Beaulieu Group LLC, based in Dalton, Georgia, paid huge monthly fees for a hot site subscription. At best, this service could provide only a two to three day recovery time, and the recovery point would only be up to the last tape save, which could be as old as 24 hours.
The last system failure that occurred just prior to the implementation of Assure iTERA HA left Beaulieu Group down for two days. Among other things, the fix required a full reload of applications and data from tape.
In order to recover from a problem severe enough to cause core business applications to go offline, Beaulieu Group LLC paid inflated subscription fees to a hot site vendor.
This service could provide only a two to three day recovery time. It also had a recovery point that was dependent on the date and time of the last tape save, which could be as old as 24 hours.
Tommy Barge, V.P. of Information Systems knew that his company needed a self-sustaining, internal disaster recovery plan that included a high availability solution (HA) in order to provide fast and complete recovery.
In an unfortunate twist of fate the company experienced a system failure on its production IBM i server before HA could be implemented. Among other things, the fix required a full reload of applications and data from tape. “Given the uncertainty of the fix, we struggled with whether it was worth the time and expense to travel to the hot site and attempted to restore data or just wait it out,” according to Barge. Ultimately, he decided to wait and hope for a quick resolution.
In two days system access had been restored and all of its data reloaded. Still, two days of downtime was painful and costly, and it pushed the company to expedite its HA initiative.
Beaulieu Group decided to evaluate Assure iTERA HA. Says Barge, “I spoke with several references for Syncsort and all of them started out with varying needs and objectives. To me, this was sufficient evidence to prove that Assure iTERA HA was flexible and configurable, and that it would conform nicely to our environment.”
Assure iTERA HA was first installed, Beaulieu Group had an iSeries model 840 as its production server. This machine was situated right next to a model 740 that acted as its backup. With the installation of Assure iTERA HA, the company immediately eliminated nearly 14 hours of downtime from month-end tape save procedures. “That probably paid for the solution,” said Barge. “Prior to the implementation of HA, we used manual processes to track input transactions during downtime. Eliminating this extra work, as well as the errors nearly paid for Assure iTERA HA.”
When the lease expired on its production iSeries model 840, Barge saw and opportunity to move to a new System i with more processing power and a smaller processor-group rating. This meant thousands of dollars would be saved yearly on annual software maintenance costs; in fact, the savings would nearly pay for the new machine. In order to ensure the backup environment and the same resources as the production, Beaulieu Group purchased two model 550s.

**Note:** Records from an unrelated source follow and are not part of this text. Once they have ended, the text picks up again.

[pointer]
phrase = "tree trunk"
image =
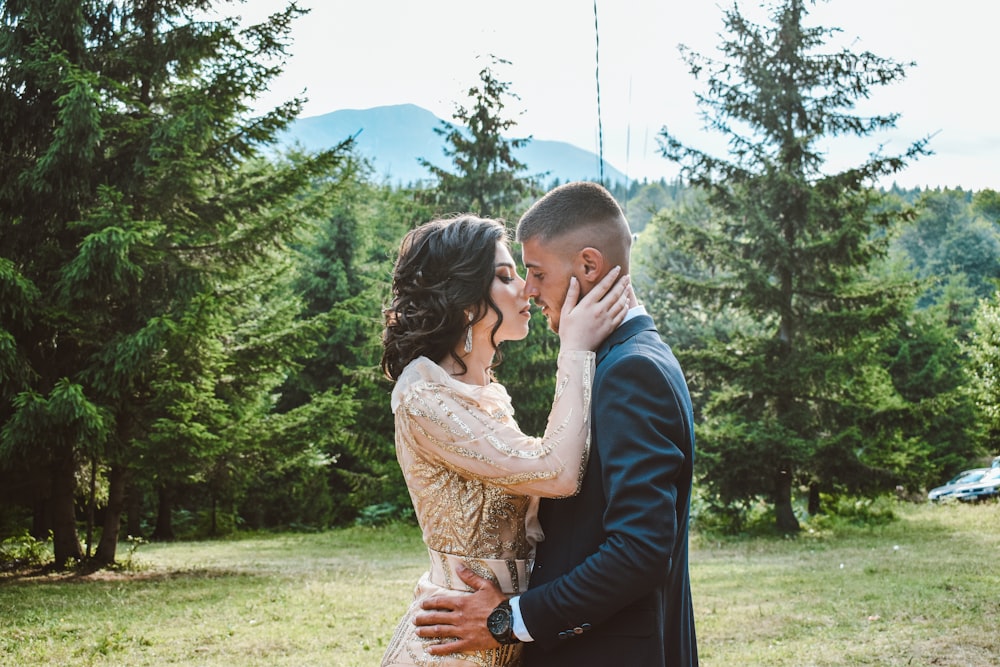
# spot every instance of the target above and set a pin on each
(164, 526)
(65, 540)
(784, 515)
(108, 546)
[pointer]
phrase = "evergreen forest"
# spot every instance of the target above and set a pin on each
(190, 320)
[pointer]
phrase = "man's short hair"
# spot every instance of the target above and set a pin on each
(582, 211)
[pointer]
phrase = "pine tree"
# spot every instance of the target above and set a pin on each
(487, 180)
(799, 396)
(134, 215)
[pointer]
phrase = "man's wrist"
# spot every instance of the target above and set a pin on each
(500, 624)
(517, 621)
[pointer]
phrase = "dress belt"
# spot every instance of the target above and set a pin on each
(511, 575)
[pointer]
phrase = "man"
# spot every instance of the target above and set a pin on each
(610, 584)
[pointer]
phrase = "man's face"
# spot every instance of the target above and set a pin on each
(547, 277)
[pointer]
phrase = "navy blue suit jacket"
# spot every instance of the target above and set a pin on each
(610, 584)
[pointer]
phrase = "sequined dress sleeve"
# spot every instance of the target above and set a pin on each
(471, 430)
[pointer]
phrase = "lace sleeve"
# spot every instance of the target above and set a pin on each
(480, 439)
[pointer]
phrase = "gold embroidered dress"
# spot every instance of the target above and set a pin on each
(475, 479)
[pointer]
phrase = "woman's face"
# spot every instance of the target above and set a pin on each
(507, 292)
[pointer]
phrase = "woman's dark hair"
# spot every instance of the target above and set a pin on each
(444, 269)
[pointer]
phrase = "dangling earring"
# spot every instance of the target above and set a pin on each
(468, 336)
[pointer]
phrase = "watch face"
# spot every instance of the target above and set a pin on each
(498, 621)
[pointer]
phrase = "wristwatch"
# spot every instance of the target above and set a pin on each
(500, 623)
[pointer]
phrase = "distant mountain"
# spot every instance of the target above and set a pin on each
(395, 137)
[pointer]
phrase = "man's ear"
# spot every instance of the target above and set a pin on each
(592, 267)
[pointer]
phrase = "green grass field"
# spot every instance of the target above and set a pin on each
(922, 590)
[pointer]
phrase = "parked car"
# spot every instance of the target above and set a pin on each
(946, 490)
(988, 486)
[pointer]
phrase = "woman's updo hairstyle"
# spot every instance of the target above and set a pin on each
(445, 269)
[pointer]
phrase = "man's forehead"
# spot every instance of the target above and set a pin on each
(535, 252)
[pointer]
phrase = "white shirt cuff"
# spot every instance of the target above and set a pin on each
(520, 630)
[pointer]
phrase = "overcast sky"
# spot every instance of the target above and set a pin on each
(357, 54)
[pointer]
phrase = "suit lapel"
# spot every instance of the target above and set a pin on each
(623, 333)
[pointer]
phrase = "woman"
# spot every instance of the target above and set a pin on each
(473, 476)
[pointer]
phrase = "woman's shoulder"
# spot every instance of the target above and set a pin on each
(422, 374)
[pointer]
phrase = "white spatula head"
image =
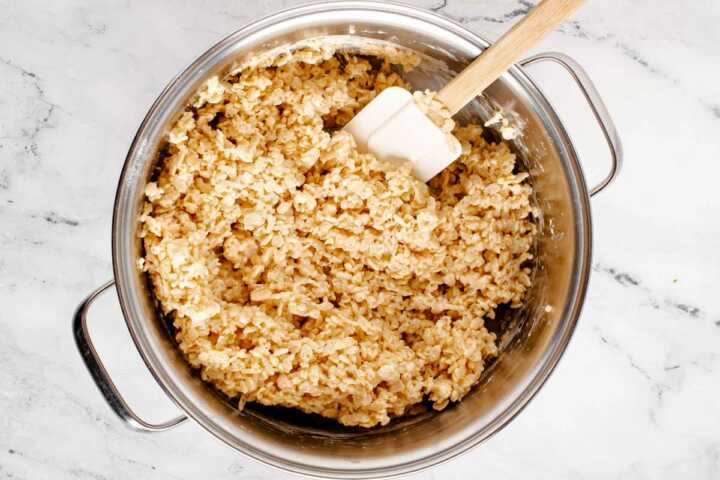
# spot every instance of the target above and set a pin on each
(394, 129)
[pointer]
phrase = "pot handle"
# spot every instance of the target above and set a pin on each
(101, 376)
(599, 110)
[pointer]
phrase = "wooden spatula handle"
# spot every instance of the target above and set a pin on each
(494, 61)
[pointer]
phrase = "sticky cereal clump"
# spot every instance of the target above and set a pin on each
(303, 273)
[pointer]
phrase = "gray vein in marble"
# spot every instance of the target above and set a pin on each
(658, 387)
(628, 280)
(42, 123)
(56, 219)
(525, 7)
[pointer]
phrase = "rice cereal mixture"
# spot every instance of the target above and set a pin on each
(302, 273)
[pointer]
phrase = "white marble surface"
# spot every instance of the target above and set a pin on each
(637, 395)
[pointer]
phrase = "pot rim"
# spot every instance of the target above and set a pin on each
(556, 347)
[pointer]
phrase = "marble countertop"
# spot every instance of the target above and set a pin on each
(637, 395)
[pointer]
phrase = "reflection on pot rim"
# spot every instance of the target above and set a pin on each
(517, 376)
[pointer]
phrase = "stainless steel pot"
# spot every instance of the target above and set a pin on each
(533, 341)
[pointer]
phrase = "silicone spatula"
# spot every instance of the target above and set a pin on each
(393, 127)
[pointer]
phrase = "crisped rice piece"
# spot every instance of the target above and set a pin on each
(303, 273)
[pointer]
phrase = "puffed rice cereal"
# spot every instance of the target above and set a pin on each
(300, 272)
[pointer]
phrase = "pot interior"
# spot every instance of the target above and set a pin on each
(532, 338)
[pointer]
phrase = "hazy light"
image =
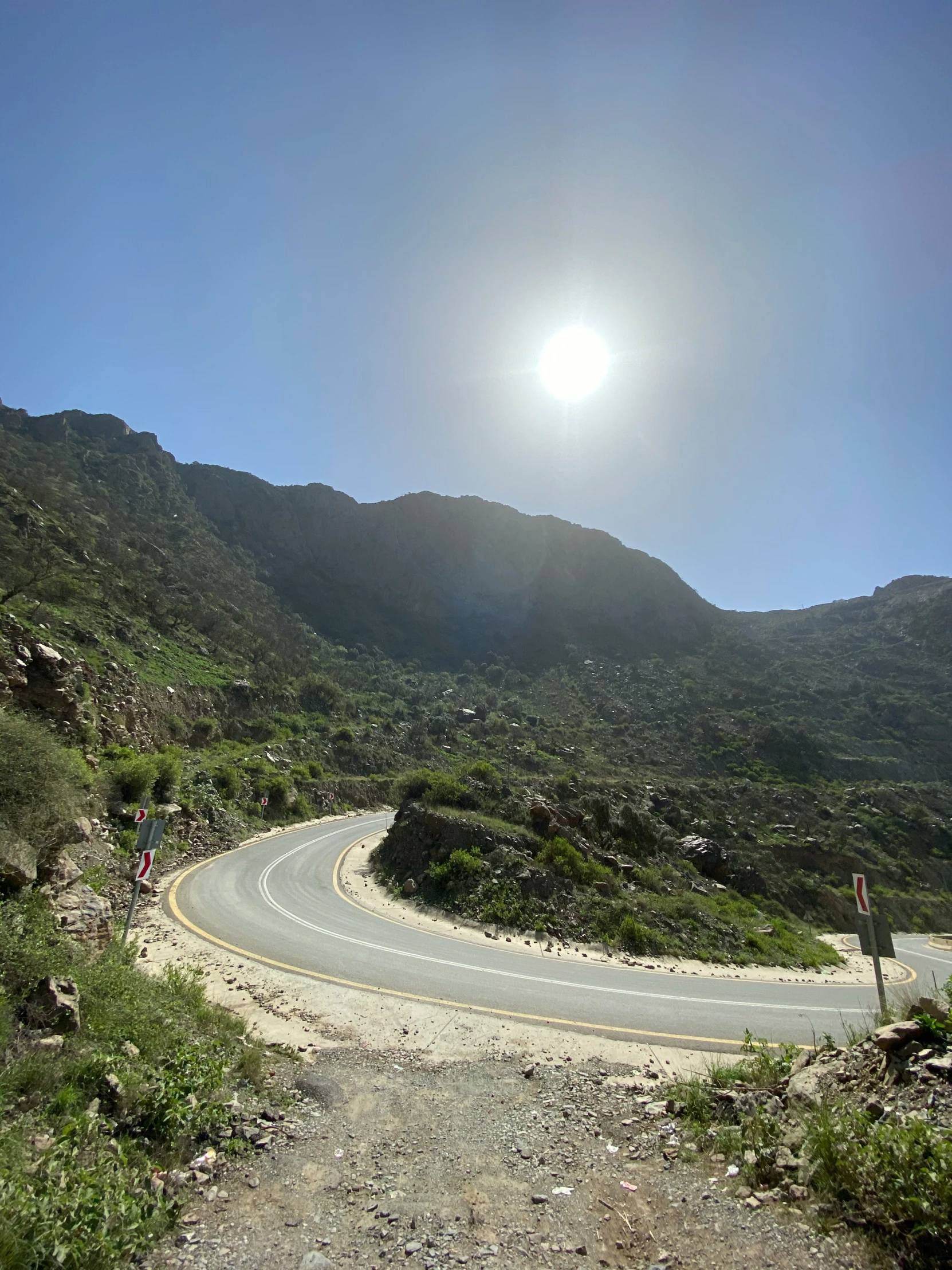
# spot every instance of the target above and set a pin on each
(573, 363)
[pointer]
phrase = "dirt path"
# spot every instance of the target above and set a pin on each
(381, 1159)
(408, 1132)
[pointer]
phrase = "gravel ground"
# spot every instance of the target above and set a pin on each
(386, 1157)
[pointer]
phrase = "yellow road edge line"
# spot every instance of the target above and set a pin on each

Syncsort offered Barge a special licensing arrangement so he could use Assure iTERA HA to migrate data from his older machines to the new 550s and save several hours of downtime. Barge says the last time he migrated applications to a new iSeries, nearly 36 hours of downtime had accrued.
Using Assure iTERA HA, Barge and his team migrated the production 840 and two smaller model 720s to the new model 550 production machine. The old model 7 40 backup machine was also migrated to the second new 550 backup server.
The entire migration and consolidation of servers was accomplished with only 3.5 hours of downtime. “Had Assure iTERA HA not been used, it would have likely required 36 or more hours of downtime to complete these migrations,” Barge said. “Most of the downtime was due to tasks that should have been done hours before the migration completed and had nothing to do with Assure iTERA HA. If our ducks were in a row, I believe our total downtime would have only been 30 to 45 minutes.”
Barge added, “We test the switchover once per quarter, running the company on the backup system for 20 hours or longer before rolling back. This allows testing during shift changes, testing our time and attendance systems, as well as discovering any recent changes to the network."
“The expectation is that if the production machine is disabled for any reason, users and processes need to be back online within 30 to 45 minutes,” Barge said. “We are in the process of creating a formal DR plan that spells out exactly when we trigger a failover (a switchover when the production system is down) in the event of an unplanned outage. Of course, we don’t want to execute a failover if it looks alike the outage will last under 30 minutes.” Barge continued, “The decision of how long to wait before moving to a backup machine is certainly far easier with HA than with a hot site.”